Transitional Nurse Navigator

2 weeks ago


Edison, United States Recruitics JB Full time

Our team members are the heart of what makes us better.

At Hackensack Meridian Health we help our patients live better, healthier lives — and we help one another to succeed. With a culture rooted in connection and collaboration, our employees are team members. Here, competitive benefits are just the beginning. It’s also about how we support one another and how we show up for our community.

Together, we keep getting better - advancing our mission to transform healthcare and serve as a leader of positive change.

The Transitional Nurse Navigator, Pulmonary (TNNP), in collaboration with the medical care team, advanced practice providers, and the entire healthcare team, oversees and supports the pulmonary patient and their significant other(s). The TNNP is a member of the healthcare team and is responsible for coordinating, communicating and facilitating the care of selected patients with primary pulmonary care needs. The TNNP is accountable for a designated case load determined by the careful daily selection of eligible patients. They assess, plan, and facilitate, with patients/families and healthcare professionals involved in the patient's care to meet treatment goals, and arrange for the appropriate next steps. Promotes safe and timely transition of patients from varying levels of care in the hospital and community.

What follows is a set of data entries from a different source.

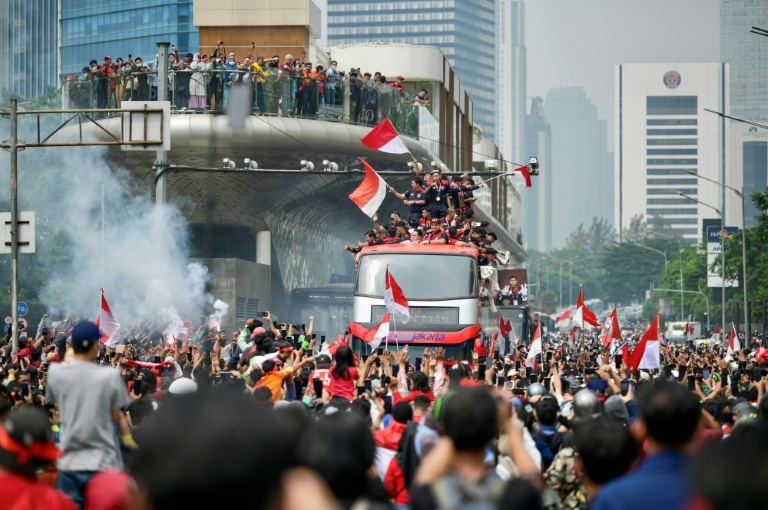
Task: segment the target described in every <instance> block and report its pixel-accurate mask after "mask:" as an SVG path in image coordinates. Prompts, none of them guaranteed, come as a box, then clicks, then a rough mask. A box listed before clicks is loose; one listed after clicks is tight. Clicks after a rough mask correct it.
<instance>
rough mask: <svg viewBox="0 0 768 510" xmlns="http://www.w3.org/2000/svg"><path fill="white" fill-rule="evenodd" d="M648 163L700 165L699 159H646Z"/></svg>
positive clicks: (653, 158) (670, 164)
mask: <svg viewBox="0 0 768 510" xmlns="http://www.w3.org/2000/svg"><path fill="white" fill-rule="evenodd" d="M645 162H646V164H648V165H661V166H667V165H698V164H699V160H698V159H656V158H653V159H646V160H645Z"/></svg>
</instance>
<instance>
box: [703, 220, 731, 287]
mask: <svg viewBox="0 0 768 510" xmlns="http://www.w3.org/2000/svg"><path fill="white" fill-rule="evenodd" d="M738 231H739V229H738V227H725V229H722V230H721V229H720V227H718V226H716V227H712V226H709V227H707V287H718V288H719V287H722V286H723V279H722V278H721V277H720V272H719V271H712V264H713V263H714V262H715V260H717V258H718V257H719V256H720V249H721V244H720V240H721V239H723V240H727V239H730V238H732V237H733V236H734V234H736V232H738ZM725 286H726V287H738V286H739V281H738V280H725Z"/></svg>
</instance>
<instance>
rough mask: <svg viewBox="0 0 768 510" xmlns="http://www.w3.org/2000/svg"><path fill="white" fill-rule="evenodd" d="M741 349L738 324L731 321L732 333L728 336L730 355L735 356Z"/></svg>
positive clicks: (731, 329) (728, 350)
mask: <svg viewBox="0 0 768 510" xmlns="http://www.w3.org/2000/svg"><path fill="white" fill-rule="evenodd" d="M739 349H741V344H740V343H739V335H737V334H736V326H734V325H733V323H731V334H730V336H729V337H728V353H727V354H728V356H733V355H734V354H735V353H737V352H738V351H739Z"/></svg>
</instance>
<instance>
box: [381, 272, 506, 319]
mask: <svg viewBox="0 0 768 510" xmlns="http://www.w3.org/2000/svg"><path fill="white" fill-rule="evenodd" d="M384 306H385V307H386V308H387V311H388V312H389V313H393V314H395V316H396V317H397V318H398V319H400V320H401V321H403V323H406V322H408V320H409V319H410V318H411V311H410V309H409V308H408V300H407V299H405V294H403V290H402V289H401V288H400V286H399V285H398V284H397V281H395V278H394V277H393V276H392V274H391V273H390V272H389V267H387V273H386V287H385V289H384ZM499 320H501V319H499Z"/></svg>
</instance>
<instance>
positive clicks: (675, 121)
mask: <svg viewBox="0 0 768 510" xmlns="http://www.w3.org/2000/svg"><path fill="white" fill-rule="evenodd" d="M646 124H647V125H648V126H695V125H696V124H698V120H696V119H648V120H647V121H646Z"/></svg>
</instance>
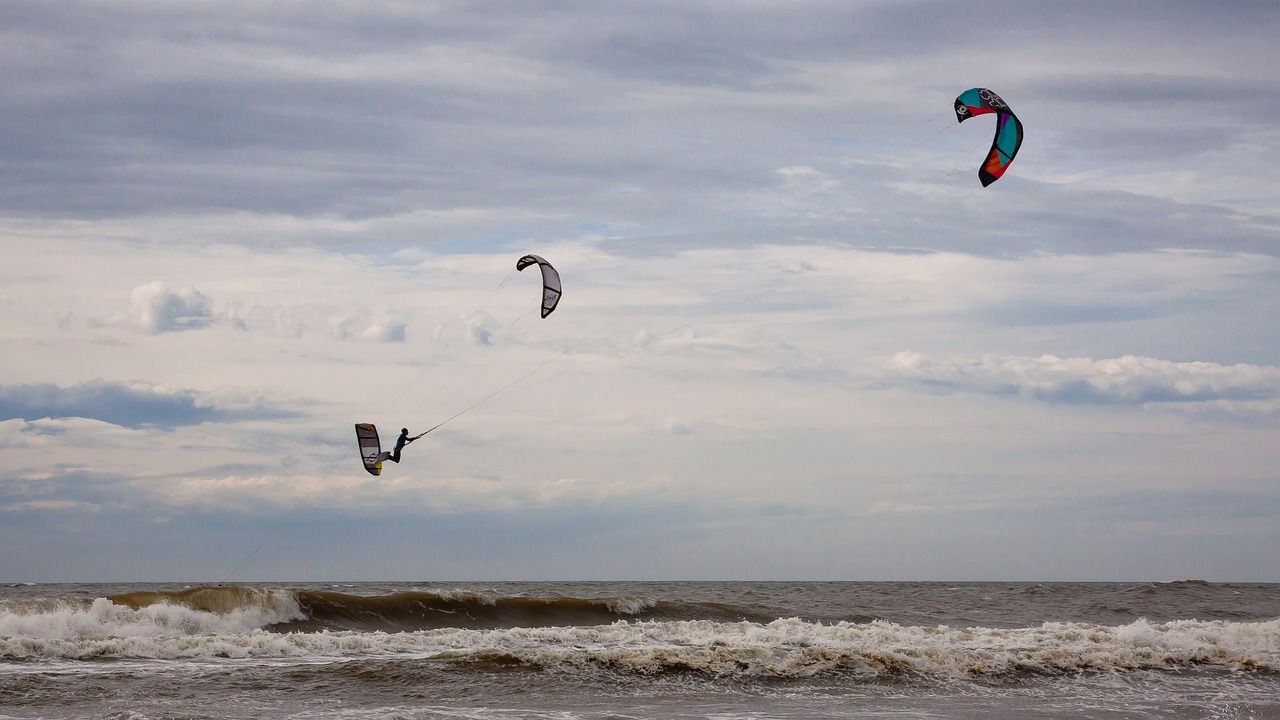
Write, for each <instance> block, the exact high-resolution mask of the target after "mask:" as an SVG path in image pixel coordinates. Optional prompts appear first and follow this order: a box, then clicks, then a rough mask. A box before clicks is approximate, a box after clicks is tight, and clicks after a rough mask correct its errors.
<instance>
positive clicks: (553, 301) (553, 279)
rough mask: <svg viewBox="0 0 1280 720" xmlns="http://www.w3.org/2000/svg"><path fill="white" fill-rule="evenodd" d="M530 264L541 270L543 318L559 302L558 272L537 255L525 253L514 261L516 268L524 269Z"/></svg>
mask: <svg viewBox="0 0 1280 720" xmlns="http://www.w3.org/2000/svg"><path fill="white" fill-rule="evenodd" d="M530 265H538V266H539V268H541V270H543V318H545V316H547V315H550V314H552V310H554V309H556V304H557V302H559V296H561V286H559V273H557V272H556V268H552V264H550V263H548V261H547V260H543V259H541V258H539V256H538V255H525V256H524V258H521V259H520V260H517V261H516V269H517V270H524V269H525V268H527V266H530Z"/></svg>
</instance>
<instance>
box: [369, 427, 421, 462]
mask: <svg viewBox="0 0 1280 720" xmlns="http://www.w3.org/2000/svg"><path fill="white" fill-rule="evenodd" d="M415 439H417V438H416V437H408V428H401V437H398V438H396V451H394V452H387V451H385V450H384V451H383V454H381V455H379V456H378V461H379V462H383V461H385V460H390V461H392V462H399V454H401V451H402V450H404V446H406V445H408V443H411V442H413V441H415Z"/></svg>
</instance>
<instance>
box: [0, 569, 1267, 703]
mask: <svg viewBox="0 0 1280 720" xmlns="http://www.w3.org/2000/svg"><path fill="white" fill-rule="evenodd" d="M0 717H23V719H27V717H50V719H61V717H120V719H134V720H143V719H151V717H156V719H159V717H184V719H200V717H220V719H225V717H232V719H239V717H246V719H247V717H300V719H302V717H308V719H310V717H403V719H436V717H439V719H445V717H449V719H515V717H544V719H558V720H573V719H593V720H607V719H608V720H625V719H626V720H630V719H643V717H653V719H676V717H708V719H723V720H728V719H772V717H776V719H792V717H795V719H800V717H804V719H812V717H835V719H842V717H884V719H905V717H922V719H924V717H928V719H946V717H973V719H978V717H983V719H991V717H995V719H1005V717H1007V719H1014V717H1018V719H1037V717H1096V719H1120V717H1125V719H1129V717H1151V719H1157V717H1158V719H1183V717H1188V719H1190V717H1194V719H1215V720H1226V719H1254V717H1256V719H1265V717H1271V719H1280V585H1275V584H1213V583H1204V582H1194V580H1189V582H1171V583H756V582H741V583H717V582H708V583H696V582H689V583H676V582H634V583H431V582H422V583H262V584H236V585H200V584H189V585H188V584H123V585H97V584H83V585H76V584H60V585H14V587H8V588H0Z"/></svg>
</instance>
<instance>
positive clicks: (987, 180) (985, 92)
mask: <svg viewBox="0 0 1280 720" xmlns="http://www.w3.org/2000/svg"><path fill="white" fill-rule="evenodd" d="M988 113H995V114H996V138H995V140H992V141H991V152H989V154H988V155H987V160H986V161H984V163H983V164H982V167H980V168H978V179H980V181H982V187H987V186H988V184H991V183H993V182H996V181H997V179H1000V176H1002V174H1005V169H1006V168H1009V164H1010V163H1012V161H1014V158H1015V156H1016V155H1018V149H1019V147H1021V145H1023V123H1021V122H1020V120H1019V119H1018V115H1015V114H1014V111H1012V110H1010V109H1009V104H1007V102H1005V101H1004V100H1001V99H1000V96H998V95H996V94H995V92H992V91H989V90H987V88H986V87H974V88H973V90H966V91H964V92H963V94H960V97H956V120H957V122H961V123H963V122H965V120H968V119H969V118H972V117H974V115H986V114H988Z"/></svg>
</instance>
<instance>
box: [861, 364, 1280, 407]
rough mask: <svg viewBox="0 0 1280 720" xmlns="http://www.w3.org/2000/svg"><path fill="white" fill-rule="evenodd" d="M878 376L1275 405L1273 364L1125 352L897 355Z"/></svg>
mask: <svg viewBox="0 0 1280 720" xmlns="http://www.w3.org/2000/svg"><path fill="white" fill-rule="evenodd" d="M883 380H884V383H886V384H915V386H922V387H928V388H931V389H936V391H943V392H975V393H982V395H997V396H1000V395H1011V396H1021V397H1029V398H1034V400H1039V401H1043V402H1062V404H1071V405H1147V404H1211V405H1216V406H1221V407H1229V409H1235V410H1239V411H1261V413H1275V411H1277V410H1280V368H1275V366H1263V365H1245V364H1239V365H1219V364H1216V363H1175V361H1170V360H1157V359H1153V357H1135V356H1132V355H1126V356H1124V357H1115V359H1106V360H1092V359H1087V357H1057V356H1053V355H1042V356H1039V357H1016V356H996V355H987V356H984V357H982V359H979V360H933V359H931V357H927V356H923V355H920V354H916V352H900V354H897V355H895V356H893V359H892V360H891V361H890V363H888V364H887V365H886V369H884V378H883Z"/></svg>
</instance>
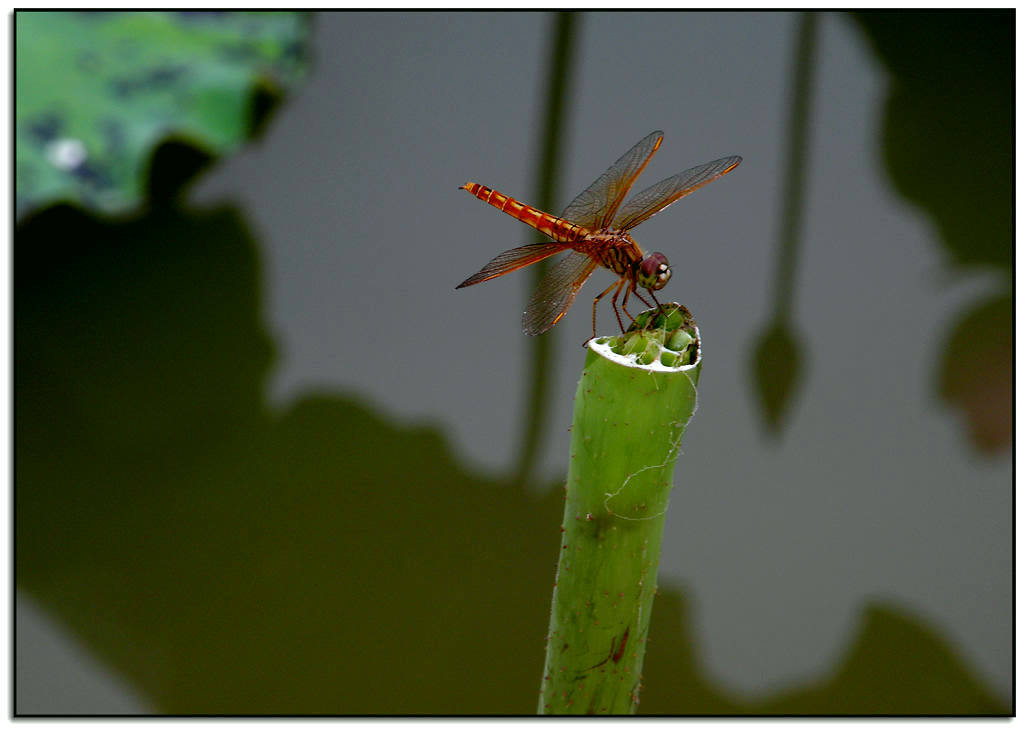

A day in the life of a Transitional Nurse Navigator at Hackensack Meridian Health includes:

  • Participates in the collaboration with physicians, nursing staff, and interdisciplinary team in the assessment, planning, implementation and evaluation of care for selected patients and their families.
  • Screening: All patients who are admitted for medical care will be screened for potential eligibility to the pulmonary transitions of care program. All eligible patients will be enrolled.
  • Patient/Family interview: Meets directly with the patient/family to assess needs, based on assessment and prior evaluation from care coordinators/case management and develop an individualized needs assessment.
  • Person-centered transitional care plan (TOC) development: Develops a TOC plan, in collaboration with the patient/family, patient caregiver, patient support persons and healthcare team that will provide maximum benefit for each patient. Reassesses periodically and evaluates against care goals and the plan of care and, when indicated, the plan or goals are revised. Completes all other necessary duties with attention to detail and in a timely manner.
  • Educator: Provides appropriate patient and family education regarding diagnosis, treatment, and self-care management and documents outcomes in the medical record.
  • Bidirectional communicator: Facilitates communication and coordination between members of the health care team and involves the patient/family in the decision making process, in order to minimize fragmentation of services, manage resources and remove barriers to the discharge plan of care.
  • Safe transition and quality assurance: In addition to aligning with patient quality metrics, confirms the patient has a primary care provider, pulmonary providers upon discharge and refers appropriately to a primary care provider and/or pulmonologist if needed. Works collaboratively with all members of the multidisciplinary health care team and community partners for timely and appropriate transitions to the next appropriate level of care, including transition to the TOC unit. Ensures timely follow up appointments with appropriate care providers, post discharge.
  • Networking and resources: Maintains current and up to date information of community resources and refers patients to those community resources which will enhance patient's life and clinical outcomes. Consults with other community agencies and committees to identify potential resources to support patients and their families. Provides patients and families with community resources and discharge care coordination options. Will actively work to find community partners across the care continuum.
  • Documentation: Documents patient/family encounters, interventions provided, and communication delivered in the electronic health record. The Electronic Health Record will reflect the needs of the patient, any education needed based on the patient's medical history, coordination of follow-up care, and referral to community services. Medical records reflect that each patient's discharge plan is re-assessed in response to changes in patient's needs and Social Determinants of Health.
  • Quality assurance and program development: Participates actively on appropriate workgroups, and/or meetings. Is a positive problem solver. Identifies and refers quality issues for review to the pulmonary/medical and transition of care team locally. Monitor readmission rates for Medicare and all payers, and implement needed performance improvement projects to improve scores in collaboration with the pulmonary/medical team.
  • Other duties and/or projects as assigned.
  • Adheres to HMH Organizational competencies and standards of behavior.